Arsene Wenger has compared the life of George Weah to a film script following his former protege's election as president of Liberia.
Wenger has been invited to Weah's inauguration on January 22 but expects to be too busy to attend, joking that would be the case unless a Football Association charge sees him suspended from his day job.
The Arsenal boss signed Weah in 1988 when he was manager of Monaco, guiding his career for the next four years, and views the 1995 FIFA world player of the year as a shining example to the rest of the game.
"I have been invited by George to come to the day where he will be president. I believe I will be busy. Maybe if I'm suspended I'll have time to go!" Wenger said.
"What's important is when you look at his life, and I think the life of this guy is a real film, it's unbelievable. You can make a fantastic film.
"I remember when I saw him for the first time in Monaco, coming in a bit lost, not knowing anybody, not being rated by anybody as a player and after, in 1995, becoming the best player in the world.
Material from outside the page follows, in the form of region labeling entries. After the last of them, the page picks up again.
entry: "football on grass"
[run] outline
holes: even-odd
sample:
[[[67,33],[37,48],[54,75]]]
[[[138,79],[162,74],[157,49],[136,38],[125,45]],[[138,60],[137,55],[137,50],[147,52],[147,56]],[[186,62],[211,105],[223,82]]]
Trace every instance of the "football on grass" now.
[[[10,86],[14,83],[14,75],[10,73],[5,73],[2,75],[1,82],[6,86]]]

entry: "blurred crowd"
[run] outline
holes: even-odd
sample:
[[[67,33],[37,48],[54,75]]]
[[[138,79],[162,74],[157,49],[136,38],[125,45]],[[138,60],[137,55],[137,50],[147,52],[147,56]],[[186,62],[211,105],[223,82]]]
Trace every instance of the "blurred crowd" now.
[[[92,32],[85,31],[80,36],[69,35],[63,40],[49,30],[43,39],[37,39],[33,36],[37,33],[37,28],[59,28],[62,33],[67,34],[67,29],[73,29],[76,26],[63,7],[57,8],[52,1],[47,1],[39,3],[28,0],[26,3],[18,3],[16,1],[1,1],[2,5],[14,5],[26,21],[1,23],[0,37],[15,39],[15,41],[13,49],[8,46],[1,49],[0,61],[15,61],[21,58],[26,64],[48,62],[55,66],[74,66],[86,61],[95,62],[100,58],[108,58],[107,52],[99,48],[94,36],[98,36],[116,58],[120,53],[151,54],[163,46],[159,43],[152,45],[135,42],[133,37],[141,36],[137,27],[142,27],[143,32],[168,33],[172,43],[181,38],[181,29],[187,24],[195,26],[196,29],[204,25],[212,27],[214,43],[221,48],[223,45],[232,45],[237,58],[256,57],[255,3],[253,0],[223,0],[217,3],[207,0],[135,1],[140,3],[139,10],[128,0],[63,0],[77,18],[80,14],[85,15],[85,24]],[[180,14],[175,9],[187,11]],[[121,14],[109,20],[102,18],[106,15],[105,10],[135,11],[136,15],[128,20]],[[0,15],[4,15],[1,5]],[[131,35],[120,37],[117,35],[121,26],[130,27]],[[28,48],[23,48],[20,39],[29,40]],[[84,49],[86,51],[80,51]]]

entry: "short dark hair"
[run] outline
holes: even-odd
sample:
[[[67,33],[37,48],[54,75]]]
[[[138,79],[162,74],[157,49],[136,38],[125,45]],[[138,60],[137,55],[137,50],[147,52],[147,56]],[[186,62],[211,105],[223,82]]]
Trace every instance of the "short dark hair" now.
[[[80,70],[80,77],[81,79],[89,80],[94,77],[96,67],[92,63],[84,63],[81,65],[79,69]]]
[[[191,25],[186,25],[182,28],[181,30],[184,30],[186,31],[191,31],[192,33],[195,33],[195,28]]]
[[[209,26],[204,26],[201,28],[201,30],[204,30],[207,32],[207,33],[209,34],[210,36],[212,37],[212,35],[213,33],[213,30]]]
"Now he's president of his country - it's an unbelievable story. But it's down to the fact that one thing that was common in George's attitude is being strong mentally, absolutely unbelievably convinced that he has a mission.
"I must say I've seen him crying when war was on in Liberia"
"And the second thing - because I went with George through the period where there was war in Liberia and I saw how much he suffered for his country - was the love for his country and for his people, and the care he had for other people.
"I didn't think at that point that he would become president of his country, but today when I look back, I must say I've seen him crying when war was on in Liberia.
"It's a happy story and I wish that he has a happy presidency. I would like to say this guy is an example for everybody who plays football today, for all the players."
Wenger faces an FA charge relating to his conduct in the officials' changing room after last weekend's 1-1 draw with West Brom, when the Baggies were awarded a late penalty.